Postoperative Course of Reconstructive Procedures in FGM Type III-Proposal for a Modified Classification of Type III Female Genital Mutilation

Int. J. Environ. Res. Public Health 2023, 20(5), 4439; https://doi.org/10.3390/ijerph20054439
by Uwe von Fritschen 1,*, Cornelia Strunz 2, Roland Scherer 2, Marisa von Fritschen 1 and Alba Fricke 1,3
Reviewer 1:
Reviewer 3:
Int. J. Environ. Res. Public Health 2023, 20(5), 4439; https://doi.org/10.3390/ijerph20054439
Submission received: 1 November 2022 / Revised: 26 February 2023 / Accepted: 28 February 2023 / Published: 2 March 2023
(This article belongs to the Special Issue Focus on Female Genital Mutilation and Women’s Reproductive Health)

Round 1

Reviewer 1 Report

In my opinion, this study is valuable because it adds new knowledge in the field of female circumcision with a scientific and acceptable approach. Reconstructive surgery helps to increase the quality of life of circumcised women. In fact, this study explains the unknown parts of this health problem. The methodology is well explained in this study and the results are convincing.

It is necessary to mention the ethical approach in the study. Also, the complications of the operation in the following months should also be taken into consideration.In general, I liked this article very much and I consider its publication valuable for the medical community and activists who work in this field.

 

 

Author Response

Dear Editors,

 

We would like to thank you and the referees for reviewing the manuscript “Postoperative course of reconstructive procedures in FGM Typ III - Proposal for a modified classification of Type III Female Genital Mutilation”.

Changes to the manuscript were marked up using the “Track Changes” function. We addressed all of the reviewer’s comments in a point-by-point manner and hope that the manuscript can now be considered for publication.
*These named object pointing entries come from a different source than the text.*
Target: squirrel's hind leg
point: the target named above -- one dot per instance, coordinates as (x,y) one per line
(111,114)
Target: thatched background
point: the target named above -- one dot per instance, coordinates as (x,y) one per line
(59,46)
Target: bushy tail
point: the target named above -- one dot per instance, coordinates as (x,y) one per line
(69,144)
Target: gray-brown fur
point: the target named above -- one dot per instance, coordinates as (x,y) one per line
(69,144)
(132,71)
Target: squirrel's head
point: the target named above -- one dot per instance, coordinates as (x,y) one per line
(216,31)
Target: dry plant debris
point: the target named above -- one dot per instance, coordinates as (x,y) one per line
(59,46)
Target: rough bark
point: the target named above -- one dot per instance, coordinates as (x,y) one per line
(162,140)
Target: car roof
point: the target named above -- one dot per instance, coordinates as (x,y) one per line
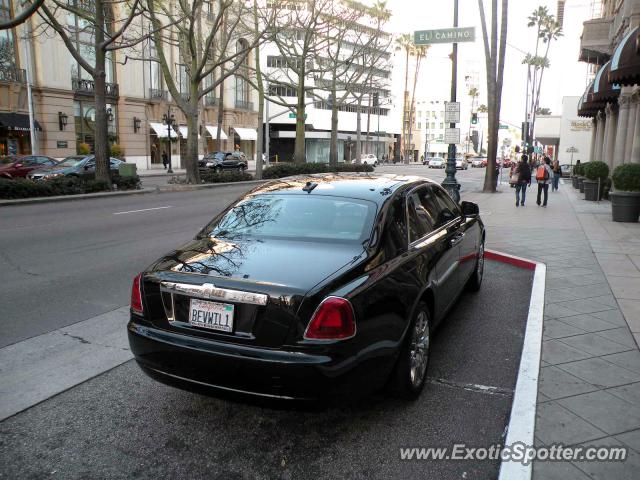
(369,186)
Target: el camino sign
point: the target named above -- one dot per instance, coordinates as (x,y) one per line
(444,35)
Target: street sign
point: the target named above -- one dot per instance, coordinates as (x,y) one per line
(452,135)
(452,112)
(444,35)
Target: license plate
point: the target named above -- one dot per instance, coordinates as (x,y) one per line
(211,315)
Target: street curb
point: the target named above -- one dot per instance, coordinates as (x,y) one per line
(188,187)
(522,420)
(68,198)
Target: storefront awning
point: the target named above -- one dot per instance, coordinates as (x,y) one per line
(585,108)
(17,121)
(213,131)
(246,133)
(184,131)
(603,91)
(161,130)
(625,63)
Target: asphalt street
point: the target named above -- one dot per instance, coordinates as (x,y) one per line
(123,425)
(63,263)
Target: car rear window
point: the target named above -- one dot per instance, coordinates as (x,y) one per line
(308,217)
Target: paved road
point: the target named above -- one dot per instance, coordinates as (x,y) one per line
(124,425)
(62,263)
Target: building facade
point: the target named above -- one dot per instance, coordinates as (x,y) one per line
(610,43)
(137,98)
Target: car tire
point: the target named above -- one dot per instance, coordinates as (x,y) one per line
(475,281)
(410,372)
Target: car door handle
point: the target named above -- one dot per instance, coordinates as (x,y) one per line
(456,239)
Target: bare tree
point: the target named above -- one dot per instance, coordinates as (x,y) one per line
(494,61)
(221,43)
(103,24)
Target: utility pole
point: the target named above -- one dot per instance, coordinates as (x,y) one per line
(450,183)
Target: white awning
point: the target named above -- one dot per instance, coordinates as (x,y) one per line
(246,133)
(184,131)
(213,131)
(161,130)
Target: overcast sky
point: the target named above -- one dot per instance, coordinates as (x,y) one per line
(565,77)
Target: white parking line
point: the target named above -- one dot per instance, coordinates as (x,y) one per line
(142,210)
(38,368)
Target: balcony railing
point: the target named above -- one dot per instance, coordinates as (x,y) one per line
(158,94)
(12,74)
(243,105)
(82,86)
(212,101)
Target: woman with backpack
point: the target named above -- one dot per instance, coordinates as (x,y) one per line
(543,177)
(557,174)
(522,173)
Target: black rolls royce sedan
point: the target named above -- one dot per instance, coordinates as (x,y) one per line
(308,287)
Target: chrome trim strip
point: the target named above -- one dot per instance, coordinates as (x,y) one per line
(211,292)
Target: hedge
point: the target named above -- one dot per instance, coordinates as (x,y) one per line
(22,188)
(626,177)
(596,170)
(287,169)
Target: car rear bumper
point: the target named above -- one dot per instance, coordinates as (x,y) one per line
(218,368)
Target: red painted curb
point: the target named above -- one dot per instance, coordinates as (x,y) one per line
(510,259)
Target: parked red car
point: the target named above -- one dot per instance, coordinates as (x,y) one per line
(18,166)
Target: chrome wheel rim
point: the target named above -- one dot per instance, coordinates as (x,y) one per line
(480,262)
(419,352)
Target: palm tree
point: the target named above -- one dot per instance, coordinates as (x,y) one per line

We look forward to your response!

 

Yours sincerely,

          

 

Reviewer 1:

 

Comments and Suggestions for Authors

In my opinion, this study is valuable because it adds new knowledge in the field of female circumcision with a scientific and acceptable approach. Reconstructive surgery helps to increase the quality of life of circumcised women. In fact, this study explains the unknown parts of this health problem. The methodology is well explained in this study and the results are convincing.

It is necessary to mention the ethical approach in the study. Also, the complications of the operation in the following months should also be taken into consideration. In general, I liked this article very much and I consider its publication valuable for the medical community and activists who work in this field.
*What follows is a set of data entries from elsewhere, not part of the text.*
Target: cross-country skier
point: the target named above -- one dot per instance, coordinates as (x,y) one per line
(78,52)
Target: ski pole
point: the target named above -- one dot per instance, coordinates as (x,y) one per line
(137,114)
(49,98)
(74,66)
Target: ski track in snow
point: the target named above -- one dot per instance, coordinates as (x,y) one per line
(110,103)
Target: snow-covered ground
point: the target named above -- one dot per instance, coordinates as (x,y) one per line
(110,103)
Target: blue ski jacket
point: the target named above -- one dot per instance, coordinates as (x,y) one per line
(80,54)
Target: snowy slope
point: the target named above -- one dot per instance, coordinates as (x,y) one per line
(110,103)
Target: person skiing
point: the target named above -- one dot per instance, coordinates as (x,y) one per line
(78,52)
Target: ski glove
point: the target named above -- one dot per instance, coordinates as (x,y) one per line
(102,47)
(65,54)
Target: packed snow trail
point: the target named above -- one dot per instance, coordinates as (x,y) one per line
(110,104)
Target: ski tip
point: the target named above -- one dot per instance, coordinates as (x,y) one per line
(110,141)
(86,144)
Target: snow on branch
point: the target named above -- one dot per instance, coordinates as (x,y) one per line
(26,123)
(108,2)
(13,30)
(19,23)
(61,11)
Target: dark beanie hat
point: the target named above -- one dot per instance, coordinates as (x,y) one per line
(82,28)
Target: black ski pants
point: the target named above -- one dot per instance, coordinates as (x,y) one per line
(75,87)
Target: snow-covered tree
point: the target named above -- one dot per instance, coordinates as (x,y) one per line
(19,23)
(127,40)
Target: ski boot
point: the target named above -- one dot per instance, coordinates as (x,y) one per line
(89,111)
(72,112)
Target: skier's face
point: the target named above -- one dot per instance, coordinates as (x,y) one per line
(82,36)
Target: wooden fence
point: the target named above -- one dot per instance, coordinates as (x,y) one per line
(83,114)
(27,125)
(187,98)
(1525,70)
We thank the reviewer for the valuable remarks. We agree that it is necessary to mention more information about the ethical approach in the study. Information about the ethics approval has been added to the revised manuscript:

Ethics approval:

The Ethics Committee of the University of Hildesheim (09.07.2018) and the Ethics Committee of the Board of Physicians Berlin (11.03.2021; Eth-59-20) approved the study. The design and performance of the study are in accordance with the Declaration of Helsinki.”

 

We described the complications of the operation in the following months in the following paragraph:

“Two of the 34 patients (5.9%) with a partly resected clitoris required revision surgery, while none of the patients in whom an intact clitoris was discovered under the infibulation required revision.

Of these two women, one woman complained of severe pain 10 days after a classical Foldès re-elevation of the clitoris. This technique, as well as the technique described by Chang et al. [1] includes sutures of the proximal scar to the periosteum in order to shape a sulcus covering the exposed clitoris. Releasing these sutures resolved the pain. The second patient presented 4 months after surgery with a hypertrophic scar surrounding the re-elevated clitoris, leading to difficulties in hygiene and a substantial loss of clitoral projection. After scar resection, the clitoris was re-elevated and two z-plasties were performed to open the basis of the prepuce. No other prolonged stay or readmission was necessary.”

Reviewer 2 Report

Dear Editor,

Kindly find my comments for the article titled:

Postoperative course of reconstructive procedures in FGM Typ III Proposal for a modified classification of Type III Female Genital  Mutilation

Attached are my comments

Kind regards

Reviewer

Comments for author File: Comments.pdf

Author Response

Please see the attachment

Author Response File: Author Response.pdf

Reviewer 3 Report

Thank you for your submission

we read with interest the submitted manuscript; we have suggestions to improve the quality and the impact of the manuscript  

Overall English polishing is needed; there are parts of the paper that did not read well to me.

ABSTRACT  needs revision; the background seems to have incomplete sentences; they appear unfinished; the study type was missing, so as the location. The methods or parameters intended to be measured in the study were not defined. The conclusion was too long it was more like a discussion rather than a conclusion. Revision is needed.

INTRODUCTION.

Many paragraphs were without references [more than 10-15 lines] and were not supported with references. Revise, please.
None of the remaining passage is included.